Buildings and institutions prove valuable only to the extent that they further the Way they serve. If we wish to make a real difference for the Gospel, let’s keep our focus on the Way. On being disciples, followers of Jesus, who was himself always on the road. At the outset of his ministry he did have a home of his own (Mark 2:1), but later he declared that he had “nowhere to lay his head.” (Luke 9:58) He was always on the move, and to follow him meant literally to be also on the move. A disciple of Jesus is always taking a walk with Jesus. It is no accident that the apostles’ ministries recorded in the book of Acts are virtually all itinerant.
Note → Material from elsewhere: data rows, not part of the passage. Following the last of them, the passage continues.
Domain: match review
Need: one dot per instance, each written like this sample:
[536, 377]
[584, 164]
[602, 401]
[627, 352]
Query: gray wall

I am grateful for the institutions known as Pittsburgh Presbytery and the Presbyterian Church (U.S.A.). They have bequeathed to us a legacy that is far richer, and wisdom that runs far deeper, than anything we could muster on our own. Yet however great their benefits, they continue to be of value to us only in so far as they keep pointing us along the Way. I love the local congregations that have borne witness to Jesus through the buildings that have served as sanctuaries for their worship, classrooms for instructing disciples, and mission outposts in their communities. Yet no matter how vibrant their history, these buildings continue to be of value only in so far as they point us further along the Way.

Buildings and institutions come and go. They serve good purposes for a season, yet they are always means toward ends beyond themselves. Their survival is never a worthy goal.

Roads endure. Following Jesus leads us to be people of the (road)way. People on the move, guided by the Spirit who is always on the move. More concerned with how and with whom we connect than with where we stand or sit. One mark of authenticity for Jesus’ followers is the ability to identify where they have moved and are ready to move even further. People on the Way are never in a static place. Renewing and transforming our minds are core markers of Christian vitality. (Romans 12:2) Where are we changing? Where are we moving?